Trenitalia sopprime il treno sotto cui voleva buttarsi, lui si lancia sotto il bus sostitutivo

Era il sogno di tutta la sua vita: concluderla buttandosi sotto un treno. Ma non un treno qualsiasi: il Regionale 4740 Ovindoli-Cocullo delle 12:56, convoglio ferroviario sul quale poche settimane prima aveva incontrato lei, la donna dei suoi sogni, Sergia. Approssimativamente 110-150 chili di peso vivo, macchiona marroncino chiaro, come feci liquide, su una guancia, pista nera dell’altopiano Aremogna al posto del naso, pupille non parallele. Lui, che usando un nome di fantasia chiameremo “Lucrezio“, se ne era innamorato a prima vista. Sergia si era accorta delle sue attenzioni e sembrava ricambiarle, mentre lo minacciava di cavargli gli occhi col rampone arrugginito che aveva al posto di una gamba, se non avesse smesso di fissarla.
Ma Lucrezio non era riuscito a resistere al fascino di quella tenera fanciulla e non era tipo da arrendersi alle prime difficoltà: già se la immaginava amante e compagna di una vita, magari tre figli, magari 25 chilogrammi in più a ogni parto. Dopo iniziali ritrosie, era riuscito a guadagnarsi la fiducia di Sergia, che gli aveva lanciato un promettente sorriso allargando le ganasce mezzo sdentate, sinonimo di indomita audacia masticatoria che si fa beffe delle meschine raccomandazioni dei dentisti. “Ho perso 18 denti ma tanto ne avevo 7 in più, quindi alla fine…”, gli aveva addirittura confidato, mandandolo definitivamente in cottura come un erbazzone in una padella di strutto e ciccioli. E quale gioia era stata la scoperta che quel segno sul suo volto non era una macchia, ma erano effettivamente feci liquide! Che risate, mentre gliele rimuoveva delicatamente sputandole in faccia! Quel giorno, era sbocciato un amore.
Un sentimento che però, purtroppo, ieri ha vissuto il suo tragico epilogo, a causa della gelosia di lui. L’ira dell’uomo è infatti esplosa in tutta la sua violenza contro un rivale in amore, un cinghiale maremmano pregiudicato con cui lei si stava sentendo da qualche tempo. Lucrezio aveva di nascosto esaminato il cellulare di lei, insospettito da ghiande e carcasse di piccoli mammiferi trovati tra i sospensori di Sergia. All’amara scoperta era seguita una scenata isterica, una battuta di caccia e l’accoltellamento dell’ungulato antagonista. Il successivo internamento forzato nel manicomio navale di Arezzo era stato solo l’ultimo umiliante capitolo di una storia che volgeva al suo per niente lieto fine. Sergia non aveva più voluto vederlo e lui era disperatamente caduto in depressione.
Evaso dall’ospedale psichiatrico con una corda di lenzuola annodate immaginaria, Lucrezio si era dunque risolto a farla finita, facendosi romanticamente maciullare dalle ruote del mezzo di trasporto su cui era stato trafitto dal dardo dell’alato Cupido.
L’intenzione di sopprimersi era stata però anticipata da quella di Trenitalia, che quel giorno aveva soppresso il Regionale 4740 e istituito il relativo servizio bus sostitutivo in partenza da Piazzale Quattro Gatti.
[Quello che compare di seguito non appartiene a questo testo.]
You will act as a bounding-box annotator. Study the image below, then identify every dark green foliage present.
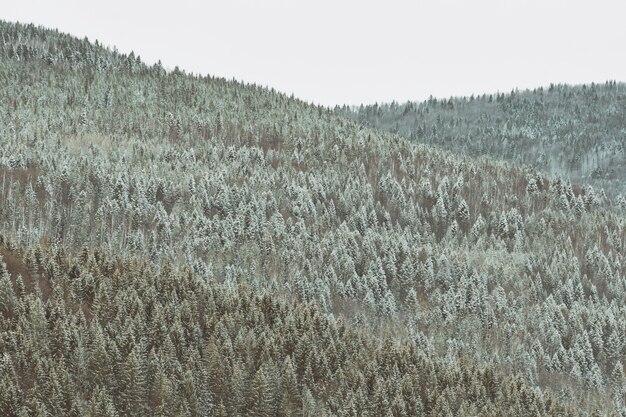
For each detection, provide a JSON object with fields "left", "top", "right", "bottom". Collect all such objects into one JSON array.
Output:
[
  {"left": 0, "top": 239, "right": 588, "bottom": 417},
  {"left": 0, "top": 23, "right": 626, "bottom": 416}
]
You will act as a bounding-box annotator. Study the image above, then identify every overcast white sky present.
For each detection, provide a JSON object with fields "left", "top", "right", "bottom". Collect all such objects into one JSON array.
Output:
[{"left": 0, "top": 0, "right": 626, "bottom": 105}]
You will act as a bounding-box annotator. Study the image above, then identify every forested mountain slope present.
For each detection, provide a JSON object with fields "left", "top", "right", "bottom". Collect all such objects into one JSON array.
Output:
[
  {"left": 336, "top": 81, "right": 626, "bottom": 198},
  {"left": 0, "top": 23, "right": 626, "bottom": 416}
]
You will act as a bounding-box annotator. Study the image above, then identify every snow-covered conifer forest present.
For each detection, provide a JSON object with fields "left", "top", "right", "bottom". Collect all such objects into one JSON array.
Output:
[{"left": 0, "top": 22, "right": 626, "bottom": 417}]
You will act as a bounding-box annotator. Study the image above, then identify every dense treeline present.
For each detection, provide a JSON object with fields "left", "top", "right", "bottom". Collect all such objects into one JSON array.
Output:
[
  {"left": 336, "top": 81, "right": 626, "bottom": 198},
  {"left": 0, "top": 23, "right": 626, "bottom": 415},
  {"left": 0, "top": 237, "right": 577, "bottom": 417}
]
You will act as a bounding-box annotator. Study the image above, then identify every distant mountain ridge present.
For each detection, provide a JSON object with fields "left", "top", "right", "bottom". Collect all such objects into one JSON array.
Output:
[
  {"left": 336, "top": 81, "right": 626, "bottom": 197},
  {"left": 0, "top": 21, "right": 626, "bottom": 417}
]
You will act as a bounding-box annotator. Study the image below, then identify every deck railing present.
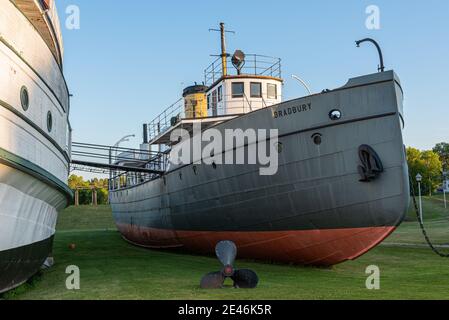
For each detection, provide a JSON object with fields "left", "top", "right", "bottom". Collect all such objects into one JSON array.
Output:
[
  {"left": 148, "top": 94, "right": 276, "bottom": 142},
  {"left": 204, "top": 54, "right": 282, "bottom": 86}
]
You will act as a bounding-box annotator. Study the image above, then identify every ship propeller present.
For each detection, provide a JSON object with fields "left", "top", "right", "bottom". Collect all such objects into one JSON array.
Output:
[{"left": 201, "top": 241, "right": 259, "bottom": 289}]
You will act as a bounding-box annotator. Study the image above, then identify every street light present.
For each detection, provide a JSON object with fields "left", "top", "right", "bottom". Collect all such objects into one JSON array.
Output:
[
  {"left": 292, "top": 75, "right": 312, "bottom": 95},
  {"left": 416, "top": 173, "right": 424, "bottom": 224}
]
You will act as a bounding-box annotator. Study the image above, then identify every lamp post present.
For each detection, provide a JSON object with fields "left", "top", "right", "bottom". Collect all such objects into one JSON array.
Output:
[
  {"left": 443, "top": 188, "right": 447, "bottom": 209},
  {"left": 416, "top": 173, "right": 424, "bottom": 224}
]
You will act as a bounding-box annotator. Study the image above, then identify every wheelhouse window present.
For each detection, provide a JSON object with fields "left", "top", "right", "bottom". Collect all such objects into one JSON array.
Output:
[
  {"left": 251, "top": 82, "right": 262, "bottom": 98},
  {"left": 212, "top": 90, "right": 218, "bottom": 110},
  {"left": 217, "top": 86, "right": 223, "bottom": 102},
  {"left": 232, "top": 82, "right": 245, "bottom": 98},
  {"left": 267, "top": 83, "right": 278, "bottom": 99}
]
Stando a quanto si apprende da un addetto alla biglietteria, Lucrezio avrebbe deciso allora di lanciarsi sotto la corriera sostitutiva al grido di “Addio per sempre cutrettolona mia!”. L’autista, sentito un sordo tonfo simile a zucche vuote percosse, ha immediatamente frenato. Passeggeri e conducente, scesi a verificare cosa fosse accaduto, hanno scorto Lucrezio moribondo e sanguinolento e, dopo un rapido consulto, hanno agito. È stato un attimo: il capannello ha sollevato con cura l’uomo e lo ha scaraventato di nuovo sotto l’autobus, che nel frattempo era tornato in movimento – un po’ perché erano nervosi per il disservizio ferroviario, un po’ per pura bastardaggine. Lucrezio non ha trovato comunque la morte, ed è stato poi soccorso. Attualmente, è ricoverato in prognosi riservata, dopo che i passeggeri lo hanno scagliato anche sotto le ruote di un’ambulanza chiamata da alcuni passanti. Prima di svenire, mentre un infermiere alle prime armi gli infilava la cannula di un catetere usato sotto la lingua, l’uomo ha biascicato l’amara riflessione: “Ma porca puttana”.